Note: pre-req, you need to install hadoop on your server. Should be as easy as “yum install hadoop” on a RHEL or CENTOS machine. At the time of writing, I have hadoop-0.20-0.20.2+923.21-1 installed.

Make the directories

mkdir -p /scripts
mkdir -p /backup

/scritps/backup.sh (This makes a backup of your doc root and mysql db in /backup/ and copies to S3)

#!/bin/sh
 
echo mkdir -p /backup/
mkdir -p /backup/
DOMAIN=koopman.me
DOCUMENT_ROOT=/var/www/html
DATABASE_HOST=your_db_host
DATABASE_NAME=your_db_name
DATABASE_USER=your_db_user
DATABASE_PASS=your_db_pass
DATE=`date +"%Y-%m-%d_%H_%M_%S"`
 
echo "mysqldump -h $DATABASE_HOST -u $DATABASE_USER -p --opt $DATABASE_NAME | gzip > /backup/$DATE_$DATABASE_NAME.sql.gz"
mysqldump -h $DATABASE_HOST -u $DATABASE_USER -p$DATABASE_PASS --opt $DATABASE_NAME | gzip > /backup/$DATE_$DATABASE_NAME.sql.gz
echo cd $DOCUMENT_ROOT
cd $DOCUMENT_ROOT
echo tar -czf /backup/$DATE.$DOMAIN.tar.gz .
tar -czf /backup/$DATE.$DOMAIN.tar.gz .
 
#cleanup older than 30 days:
echo "find /backup -type f -mtime +30 | xargs rm -f"
find /backup -type f -mtime +30 | xargs rm -f
 
# Send files to S3:
echo "hadoop fs -put /backup/* s3n://AWS_ID:AWS_KEY@BUCKET/backup/"
hadoop fs -put /backup/* s3n://your_aws_id:your_aws_secret@your_aws_bucket/backup/

/scripts/purge_hadoop.sh (This deletes backups older than 30 days from your_aws_bucket/backup)

#!/bin/sh

echo "hadoop fs -ls s3n://AWS_ID:AWS_KEY@your_aws_bucket/backup/* | sed -re "s/ +/\t/g" > /tmp/d.tmp"
hadoop fs -ls s3n://your_aws_key:your_aws_secret@your_aws_bucket/backup/* | sed -re "s/ +/\t/g" > /tmp/d.tmp

export IFS="
"
for i in `cat /tmp/d.tmp`; do
        DATE=`echo $i | cut -f 4`
        FILE=`echo $i | cut -f 6`
        DELDATE=`echo '<?php print date("Y-m-d", time()-60*60*24*30)."\n"; ?>' | php`
        echo "DATE=$DATE, FILE=$FILE, DELDATE=$DELDATE"
        if [[ "$DATE" < "$DELDATE" ]]; then
                echo hadoop fs -rm s3n://AWS_ID:AWS_KEY@your_aws_bucket$FILE
                hadoop fs -rm s3n://your_aws_key:your_aws_secret@your_aws_bucket$FILE
        fi
done

Make sure to chmod 700 your /scripts/* files:

chmod 700 /scripts/backup.sh 
chmod 700 /scripts/purge_hadoop.sh

Next, make them run daily:

/etc/cron.d/backup (This runs at 01:01 daily)

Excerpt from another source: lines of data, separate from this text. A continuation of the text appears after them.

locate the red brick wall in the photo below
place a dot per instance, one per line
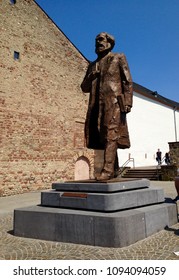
(41, 103)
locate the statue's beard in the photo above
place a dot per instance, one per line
(100, 48)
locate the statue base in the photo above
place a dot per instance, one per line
(108, 214)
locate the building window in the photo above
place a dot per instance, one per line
(12, 2)
(16, 55)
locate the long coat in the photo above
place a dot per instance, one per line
(110, 90)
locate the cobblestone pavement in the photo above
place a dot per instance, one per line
(160, 246)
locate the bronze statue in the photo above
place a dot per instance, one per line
(109, 82)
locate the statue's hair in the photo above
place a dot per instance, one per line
(109, 38)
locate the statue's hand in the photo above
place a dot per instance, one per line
(93, 75)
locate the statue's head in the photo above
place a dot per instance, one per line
(104, 42)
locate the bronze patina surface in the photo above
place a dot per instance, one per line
(109, 82)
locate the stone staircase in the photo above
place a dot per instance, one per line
(150, 173)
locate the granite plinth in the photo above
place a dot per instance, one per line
(104, 202)
(108, 214)
(117, 229)
(96, 186)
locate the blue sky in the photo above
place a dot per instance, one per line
(147, 31)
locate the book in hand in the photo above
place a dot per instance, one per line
(121, 103)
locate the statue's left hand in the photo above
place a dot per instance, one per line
(127, 108)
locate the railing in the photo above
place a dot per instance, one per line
(121, 169)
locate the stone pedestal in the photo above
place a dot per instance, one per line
(108, 214)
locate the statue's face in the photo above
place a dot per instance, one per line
(101, 44)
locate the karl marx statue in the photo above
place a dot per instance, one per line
(109, 82)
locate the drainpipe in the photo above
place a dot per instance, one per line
(175, 125)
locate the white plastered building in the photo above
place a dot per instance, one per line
(152, 123)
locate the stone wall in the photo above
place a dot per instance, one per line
(42, 108)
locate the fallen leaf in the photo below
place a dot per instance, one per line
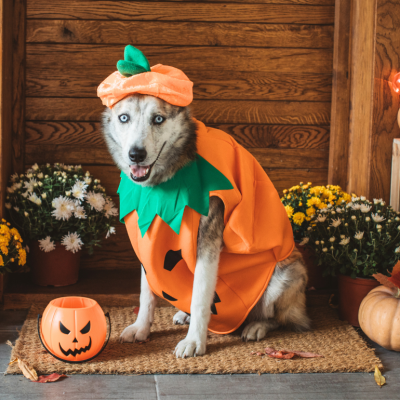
(395, 279)
(379, 378)
(27, 370)
(281, 354)
(304, 354)
(286, 354)
(50, 378)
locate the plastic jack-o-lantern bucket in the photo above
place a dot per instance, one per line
(73, 329)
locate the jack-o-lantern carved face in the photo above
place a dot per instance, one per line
(73, 328)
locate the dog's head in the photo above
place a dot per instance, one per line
(148, 138)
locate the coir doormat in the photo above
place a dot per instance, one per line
(343, 349)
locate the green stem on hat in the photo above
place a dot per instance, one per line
(135, 62)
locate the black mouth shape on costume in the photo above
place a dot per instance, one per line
(77, 351)
(145, 177)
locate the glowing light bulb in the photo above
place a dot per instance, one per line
(396, 82)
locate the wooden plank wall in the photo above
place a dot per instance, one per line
(262, 71)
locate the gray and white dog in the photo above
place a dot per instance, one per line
(150, 140)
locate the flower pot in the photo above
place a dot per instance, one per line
(351, 294)
(59, 267)
(314, 271)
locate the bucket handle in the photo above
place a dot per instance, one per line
(107, 315)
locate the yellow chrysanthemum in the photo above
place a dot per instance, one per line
(310, 211)
(314, 201)
(21, 257)
(289, 210)
(16, 234)
(298, 218)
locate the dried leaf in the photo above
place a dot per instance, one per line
(281, 354)
(27, 370)
(379, 378)
(286, 354)
(330, 303)
(384, 280)
(304, 354)
(395, 279)
(50, 378)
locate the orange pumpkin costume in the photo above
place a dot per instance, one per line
(257, 235)
(163, 221)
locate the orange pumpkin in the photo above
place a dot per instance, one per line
(379, 317)
(73, 329)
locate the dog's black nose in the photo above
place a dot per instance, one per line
(137, 155)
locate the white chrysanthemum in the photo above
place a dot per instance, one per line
(35, 199)
(304, 241)
(365, 209)
(359, 235)
(110, 210)
(46, 245)
(96, 201)
(377, 218)
(79, 212)
(30, 185)
(344, 241)
(63, 208)
(111, 231)
(335, 222)
(72, 242)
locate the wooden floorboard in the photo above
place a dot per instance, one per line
(355, 386)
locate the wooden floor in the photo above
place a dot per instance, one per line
(355, 386)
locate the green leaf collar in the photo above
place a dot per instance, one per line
(190, 186)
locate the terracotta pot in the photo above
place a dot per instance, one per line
(314, 271)
(59, 267)
(351, 294)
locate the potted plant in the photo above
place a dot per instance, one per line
(12, 251)
(59, 210)
(301, 203)
(355, 241)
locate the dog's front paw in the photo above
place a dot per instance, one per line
(189, 347)
(181, 318)
(254, 331)
(135, 333)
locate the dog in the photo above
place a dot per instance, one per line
(150, 140)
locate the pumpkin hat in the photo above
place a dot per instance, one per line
(135, 75)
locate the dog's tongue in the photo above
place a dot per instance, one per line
(139, 170)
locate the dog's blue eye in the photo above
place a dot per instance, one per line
(159, 119)
(124, 118)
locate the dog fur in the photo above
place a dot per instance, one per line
(171, 145)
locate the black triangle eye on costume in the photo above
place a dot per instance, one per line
(63, 329)
(86, 329)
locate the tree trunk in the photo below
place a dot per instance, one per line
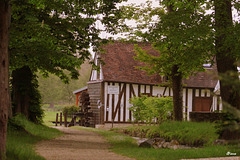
(4, 73)
(177, 94)
(226, 62)
(21, 91)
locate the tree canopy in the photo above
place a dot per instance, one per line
(182, 34)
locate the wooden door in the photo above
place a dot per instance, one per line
(202, 104)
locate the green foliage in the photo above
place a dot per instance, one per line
(70, 110)
(148, 108)
(188, 133)
(54, 91)
(25, 93)
(191, 133)
(127, 146)
(183, 36)
(23, 135)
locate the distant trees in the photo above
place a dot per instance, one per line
(4, 73)
(51, 37)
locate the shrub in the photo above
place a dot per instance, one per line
(149, 108)
(70, 110)
(188, 133)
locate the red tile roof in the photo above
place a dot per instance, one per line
(120, 66)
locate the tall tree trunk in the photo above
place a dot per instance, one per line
(22, 88)
(4, 73)
(177, 94)
(226, 62)
(177, 87)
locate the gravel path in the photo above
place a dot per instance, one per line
(77, 145)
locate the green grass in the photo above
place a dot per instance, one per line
(49, 116)
(23, 135)
(125, 145)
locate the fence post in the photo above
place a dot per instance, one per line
(65, 119)
(56, 119)
(61, 119)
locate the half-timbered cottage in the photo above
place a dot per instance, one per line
(119, 79)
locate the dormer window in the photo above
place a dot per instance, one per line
(207, 65)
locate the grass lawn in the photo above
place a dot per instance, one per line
(127, 146)
(23, 135)
(50, 116)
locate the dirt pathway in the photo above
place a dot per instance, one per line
(77, 145)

1 1 * * * root /scripts/backup.sh > /var/log/backup.log 2>&1

/etc/cron.d/purge_hadoop (This runs at 00:05 daily)

5 0 * * * root /scripts/purge_hadoop.sh > /var/log/purge_hadoop.log 2>&1

And that’s all. This is about as simple of a pattern for a daily backup strategy as it gets.

Dave